The firm – hit by a crisis in 2004 when it overstated such figures by a fifth – said its net reserves were unchanged at 11.9 billion barrels of oil at the end of last year.
"There's cause for more optimism, the reserves seem like they're there," said oil analyst Jason Kenney at financial group ING.
Shell has been hit by attacks on its Nigerian operations as well as the sale of part of its stake in Russia’s vast Sakhalin-2 field, leading to concerns over reserve levels.
But the company yesterday said that its reserves replacement ratio – the measure of how well it replaces the oil it takes out of the ground – was 109 per cent after the impact of acquisitions and sales, meaning the firm has found more oil and gas than it produced last year.

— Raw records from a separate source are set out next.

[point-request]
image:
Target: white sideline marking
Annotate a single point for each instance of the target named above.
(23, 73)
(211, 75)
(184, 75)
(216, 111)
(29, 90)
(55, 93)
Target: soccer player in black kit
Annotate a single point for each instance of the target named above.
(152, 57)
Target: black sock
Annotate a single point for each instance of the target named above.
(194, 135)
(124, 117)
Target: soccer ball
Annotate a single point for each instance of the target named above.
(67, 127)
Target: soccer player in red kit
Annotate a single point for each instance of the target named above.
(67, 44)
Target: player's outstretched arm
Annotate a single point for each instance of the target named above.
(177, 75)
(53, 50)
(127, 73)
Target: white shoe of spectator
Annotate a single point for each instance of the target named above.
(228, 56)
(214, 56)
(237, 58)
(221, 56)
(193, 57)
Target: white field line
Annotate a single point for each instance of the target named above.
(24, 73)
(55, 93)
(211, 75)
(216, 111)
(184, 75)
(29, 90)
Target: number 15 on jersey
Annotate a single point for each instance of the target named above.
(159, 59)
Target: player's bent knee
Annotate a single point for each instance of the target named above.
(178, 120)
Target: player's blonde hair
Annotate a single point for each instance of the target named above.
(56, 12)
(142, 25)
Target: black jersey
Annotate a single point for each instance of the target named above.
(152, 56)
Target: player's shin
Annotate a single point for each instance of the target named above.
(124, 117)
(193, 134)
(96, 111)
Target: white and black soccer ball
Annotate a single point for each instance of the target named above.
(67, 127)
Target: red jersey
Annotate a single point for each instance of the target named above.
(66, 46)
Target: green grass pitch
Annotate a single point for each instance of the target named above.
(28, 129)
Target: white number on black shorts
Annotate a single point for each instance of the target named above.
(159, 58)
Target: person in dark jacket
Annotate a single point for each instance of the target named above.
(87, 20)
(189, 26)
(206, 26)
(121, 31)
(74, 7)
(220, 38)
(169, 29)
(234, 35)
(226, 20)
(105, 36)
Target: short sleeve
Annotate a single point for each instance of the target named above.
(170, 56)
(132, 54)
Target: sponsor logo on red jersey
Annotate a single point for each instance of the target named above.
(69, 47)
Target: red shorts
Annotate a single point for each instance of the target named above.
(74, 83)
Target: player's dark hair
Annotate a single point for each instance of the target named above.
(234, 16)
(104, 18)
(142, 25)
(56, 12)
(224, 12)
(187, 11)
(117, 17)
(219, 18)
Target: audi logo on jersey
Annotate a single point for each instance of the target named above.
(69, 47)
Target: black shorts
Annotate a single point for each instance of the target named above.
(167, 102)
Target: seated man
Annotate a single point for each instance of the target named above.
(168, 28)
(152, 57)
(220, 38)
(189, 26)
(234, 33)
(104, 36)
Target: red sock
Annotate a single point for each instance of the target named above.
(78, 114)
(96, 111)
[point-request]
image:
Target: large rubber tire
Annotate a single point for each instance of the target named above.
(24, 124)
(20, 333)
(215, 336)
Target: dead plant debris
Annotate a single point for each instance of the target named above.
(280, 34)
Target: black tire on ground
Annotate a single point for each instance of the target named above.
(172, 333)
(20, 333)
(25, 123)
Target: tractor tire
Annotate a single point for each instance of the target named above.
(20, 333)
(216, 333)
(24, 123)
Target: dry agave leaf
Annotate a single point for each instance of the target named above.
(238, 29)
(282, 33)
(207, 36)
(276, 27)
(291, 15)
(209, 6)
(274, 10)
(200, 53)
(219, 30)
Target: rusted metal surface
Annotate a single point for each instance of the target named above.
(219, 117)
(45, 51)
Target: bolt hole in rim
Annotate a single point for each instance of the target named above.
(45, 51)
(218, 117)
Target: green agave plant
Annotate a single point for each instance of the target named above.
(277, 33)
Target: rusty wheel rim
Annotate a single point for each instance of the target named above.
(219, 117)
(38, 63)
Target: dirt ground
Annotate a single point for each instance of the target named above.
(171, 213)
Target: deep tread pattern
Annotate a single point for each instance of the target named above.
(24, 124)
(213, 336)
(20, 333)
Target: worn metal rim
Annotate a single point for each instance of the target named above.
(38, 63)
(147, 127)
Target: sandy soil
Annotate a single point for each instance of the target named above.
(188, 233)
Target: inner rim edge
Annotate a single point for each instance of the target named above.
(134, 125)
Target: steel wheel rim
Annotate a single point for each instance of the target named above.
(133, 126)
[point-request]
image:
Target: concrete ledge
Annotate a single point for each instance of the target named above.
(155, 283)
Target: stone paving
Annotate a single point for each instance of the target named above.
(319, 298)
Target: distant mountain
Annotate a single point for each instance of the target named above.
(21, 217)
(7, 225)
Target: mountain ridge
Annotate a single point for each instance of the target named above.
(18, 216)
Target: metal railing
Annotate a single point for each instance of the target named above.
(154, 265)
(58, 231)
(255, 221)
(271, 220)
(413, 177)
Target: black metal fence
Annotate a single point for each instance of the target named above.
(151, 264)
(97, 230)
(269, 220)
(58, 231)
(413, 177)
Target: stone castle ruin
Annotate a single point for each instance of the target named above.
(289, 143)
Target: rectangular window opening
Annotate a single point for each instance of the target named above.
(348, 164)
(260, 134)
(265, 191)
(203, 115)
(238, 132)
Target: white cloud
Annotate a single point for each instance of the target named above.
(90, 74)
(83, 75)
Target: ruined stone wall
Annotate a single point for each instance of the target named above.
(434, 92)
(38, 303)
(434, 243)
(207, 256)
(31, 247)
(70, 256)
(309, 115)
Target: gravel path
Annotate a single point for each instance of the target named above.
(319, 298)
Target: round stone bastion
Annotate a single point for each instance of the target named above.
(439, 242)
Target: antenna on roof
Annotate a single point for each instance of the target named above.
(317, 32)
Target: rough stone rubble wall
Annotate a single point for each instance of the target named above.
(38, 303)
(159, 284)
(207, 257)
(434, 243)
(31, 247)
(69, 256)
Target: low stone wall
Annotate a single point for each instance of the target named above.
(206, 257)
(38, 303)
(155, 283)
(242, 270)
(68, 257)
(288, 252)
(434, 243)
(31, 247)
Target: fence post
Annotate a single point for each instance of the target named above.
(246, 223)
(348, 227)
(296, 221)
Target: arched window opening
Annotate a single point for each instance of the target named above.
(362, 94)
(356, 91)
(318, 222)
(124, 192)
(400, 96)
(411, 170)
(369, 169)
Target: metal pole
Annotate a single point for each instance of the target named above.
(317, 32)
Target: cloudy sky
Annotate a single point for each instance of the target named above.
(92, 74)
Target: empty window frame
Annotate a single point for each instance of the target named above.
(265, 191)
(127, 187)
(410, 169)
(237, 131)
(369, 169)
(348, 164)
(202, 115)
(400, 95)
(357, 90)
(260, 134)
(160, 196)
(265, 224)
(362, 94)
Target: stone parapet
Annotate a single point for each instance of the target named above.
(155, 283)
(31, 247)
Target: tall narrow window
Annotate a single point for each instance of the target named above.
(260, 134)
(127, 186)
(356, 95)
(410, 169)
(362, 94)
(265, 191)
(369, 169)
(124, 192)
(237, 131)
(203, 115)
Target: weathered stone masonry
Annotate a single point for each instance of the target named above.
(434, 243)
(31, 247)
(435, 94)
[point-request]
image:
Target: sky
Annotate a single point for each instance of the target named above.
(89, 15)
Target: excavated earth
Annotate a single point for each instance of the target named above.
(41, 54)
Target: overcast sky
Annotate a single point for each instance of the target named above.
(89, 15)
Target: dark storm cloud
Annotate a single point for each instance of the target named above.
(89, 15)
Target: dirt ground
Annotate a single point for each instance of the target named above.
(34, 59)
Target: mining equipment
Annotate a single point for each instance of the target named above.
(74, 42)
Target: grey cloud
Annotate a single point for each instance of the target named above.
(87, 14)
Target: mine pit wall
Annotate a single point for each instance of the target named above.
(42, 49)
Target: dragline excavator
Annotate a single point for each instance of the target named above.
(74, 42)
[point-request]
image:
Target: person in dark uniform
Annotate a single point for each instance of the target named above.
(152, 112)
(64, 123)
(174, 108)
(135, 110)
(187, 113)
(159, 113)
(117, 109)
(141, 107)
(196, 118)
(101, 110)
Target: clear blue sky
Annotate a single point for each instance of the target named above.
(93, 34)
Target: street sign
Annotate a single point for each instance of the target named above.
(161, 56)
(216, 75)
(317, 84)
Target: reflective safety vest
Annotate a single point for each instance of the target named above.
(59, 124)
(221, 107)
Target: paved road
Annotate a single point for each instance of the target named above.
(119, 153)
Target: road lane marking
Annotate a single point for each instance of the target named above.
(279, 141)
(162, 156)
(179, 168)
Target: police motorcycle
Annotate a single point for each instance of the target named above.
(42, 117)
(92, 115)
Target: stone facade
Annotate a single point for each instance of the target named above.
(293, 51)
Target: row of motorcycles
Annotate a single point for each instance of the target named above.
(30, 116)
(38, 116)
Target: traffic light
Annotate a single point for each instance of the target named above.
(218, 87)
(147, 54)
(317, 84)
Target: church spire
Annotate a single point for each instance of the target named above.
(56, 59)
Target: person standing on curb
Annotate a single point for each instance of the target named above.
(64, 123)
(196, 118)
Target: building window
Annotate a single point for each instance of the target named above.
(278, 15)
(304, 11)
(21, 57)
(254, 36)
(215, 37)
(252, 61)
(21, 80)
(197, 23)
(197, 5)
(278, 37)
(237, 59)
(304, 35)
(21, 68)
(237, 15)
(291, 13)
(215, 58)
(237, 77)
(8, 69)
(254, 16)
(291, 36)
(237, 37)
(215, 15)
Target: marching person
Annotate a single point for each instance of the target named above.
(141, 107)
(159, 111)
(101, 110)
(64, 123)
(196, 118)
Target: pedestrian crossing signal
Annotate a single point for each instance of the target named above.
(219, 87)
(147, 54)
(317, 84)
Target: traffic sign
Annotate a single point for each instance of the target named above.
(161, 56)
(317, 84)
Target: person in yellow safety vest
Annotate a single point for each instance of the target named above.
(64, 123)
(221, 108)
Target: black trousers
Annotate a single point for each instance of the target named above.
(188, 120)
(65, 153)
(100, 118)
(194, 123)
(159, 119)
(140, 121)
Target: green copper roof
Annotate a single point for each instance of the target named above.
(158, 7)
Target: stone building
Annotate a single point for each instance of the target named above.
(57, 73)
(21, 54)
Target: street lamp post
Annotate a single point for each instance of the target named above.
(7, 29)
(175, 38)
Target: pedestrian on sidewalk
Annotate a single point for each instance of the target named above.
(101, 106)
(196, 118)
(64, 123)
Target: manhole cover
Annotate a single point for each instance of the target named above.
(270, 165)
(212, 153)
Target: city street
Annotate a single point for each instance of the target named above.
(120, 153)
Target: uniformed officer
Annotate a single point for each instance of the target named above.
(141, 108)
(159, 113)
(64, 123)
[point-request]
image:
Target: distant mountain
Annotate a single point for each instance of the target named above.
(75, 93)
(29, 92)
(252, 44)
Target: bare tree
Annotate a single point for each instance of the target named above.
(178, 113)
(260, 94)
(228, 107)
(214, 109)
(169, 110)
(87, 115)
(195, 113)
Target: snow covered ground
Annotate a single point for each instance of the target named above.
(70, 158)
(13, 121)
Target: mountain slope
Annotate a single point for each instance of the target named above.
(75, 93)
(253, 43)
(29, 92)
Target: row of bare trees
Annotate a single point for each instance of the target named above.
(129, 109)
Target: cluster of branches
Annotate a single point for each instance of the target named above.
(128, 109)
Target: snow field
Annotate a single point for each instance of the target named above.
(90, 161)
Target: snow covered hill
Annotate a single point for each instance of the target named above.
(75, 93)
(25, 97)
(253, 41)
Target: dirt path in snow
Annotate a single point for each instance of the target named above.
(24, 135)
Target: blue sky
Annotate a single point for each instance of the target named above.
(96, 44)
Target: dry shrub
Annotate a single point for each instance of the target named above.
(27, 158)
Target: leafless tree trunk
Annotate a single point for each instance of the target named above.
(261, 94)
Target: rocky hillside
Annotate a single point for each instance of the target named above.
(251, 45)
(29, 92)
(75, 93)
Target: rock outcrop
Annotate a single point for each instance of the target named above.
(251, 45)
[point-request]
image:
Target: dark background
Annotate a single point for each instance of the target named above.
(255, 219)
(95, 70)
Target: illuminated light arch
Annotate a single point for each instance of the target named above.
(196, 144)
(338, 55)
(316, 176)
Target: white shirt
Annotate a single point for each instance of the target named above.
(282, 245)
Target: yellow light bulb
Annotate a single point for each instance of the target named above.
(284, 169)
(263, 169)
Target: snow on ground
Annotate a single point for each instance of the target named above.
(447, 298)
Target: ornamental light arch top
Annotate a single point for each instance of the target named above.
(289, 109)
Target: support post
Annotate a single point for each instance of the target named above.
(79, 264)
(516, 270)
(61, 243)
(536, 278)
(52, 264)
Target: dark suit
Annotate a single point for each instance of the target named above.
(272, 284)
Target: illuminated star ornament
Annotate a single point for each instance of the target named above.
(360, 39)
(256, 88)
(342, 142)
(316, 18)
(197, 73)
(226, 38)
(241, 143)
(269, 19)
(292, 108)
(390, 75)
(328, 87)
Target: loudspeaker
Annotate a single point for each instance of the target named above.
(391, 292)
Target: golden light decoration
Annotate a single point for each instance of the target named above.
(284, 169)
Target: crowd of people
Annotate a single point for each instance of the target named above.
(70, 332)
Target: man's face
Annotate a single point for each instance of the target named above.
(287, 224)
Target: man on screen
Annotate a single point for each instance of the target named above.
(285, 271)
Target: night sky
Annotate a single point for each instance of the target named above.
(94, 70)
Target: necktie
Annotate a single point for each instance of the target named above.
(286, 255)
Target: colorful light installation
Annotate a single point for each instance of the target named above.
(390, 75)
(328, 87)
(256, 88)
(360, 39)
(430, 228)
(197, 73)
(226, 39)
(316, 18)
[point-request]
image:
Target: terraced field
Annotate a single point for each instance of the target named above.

The group has also upped its estimates of its overall oil and gas resources to 66 billion barrels of oil – lasting 55 years – reflecting an improved exploration performance.
Chief executive Jeroen van der Veer added that the oil major was "rejuvenating its portfolio" for a world of higher and more volatile oil prices, which yesterday hit a new record of nearly $112 a barrel.
The company, which plans to spend around $25 billion (£12.3 billion) on capital expenditure this year, has projects under construction capable of producing more than 10 billion barrels of oil. Shell said this will help the business achieve long-term growth of between two and three per cent a year.
Projects include the Pearl offshore natural gas project in Qatar, and the Perdido project in the Gulf of Mexico, which will be the deepest subsea production project ever.
Mr van der Veer said: "Shell has a substantial set of growth opportunities. We have the largest investment programme in the industry today."
Measured under US Securities Exchange Commission rules, Shell's Reserves Replacement Rate (RRR), the rate at which production is matched with new finds, was only 17 per cent, down from 158 per cent in 2006.
This was due to the accounting treatment of the sale of part of its stake in the Sakhalin-2 project in Russia. The company said in January its RRR figure would be disappointing.
The focus on replacement rates reflects an industry-wide problem of adding new reserves as resource-holding nations increasingly hold back their best fields for their own national oil companies.
Among Shell's main rivals, BP has reported an RRR of over 100 per cent for 2007, but US-based Chevron has said its RRR was only 15 per cent. Total of France replaced 78 per cent of reserves excluding acquisitions and divestments; Exxon Mobil Corporation has yet to report its RRR for 2007.
The update from Shell comes just weeks after it reported annual profits of $27.6 billion (£13.6 billion) for 2007 – a record for a UK company which sparked calls for a windfall tax on the profits.
Richard Griffith, at Evolution Securities, said in a research note: "Much of the update is a restatement of the strategy that has been in place since 2004 and therefore the issue going forward is really about delivering this growth – an area in the past where Shell and BP have disappointed."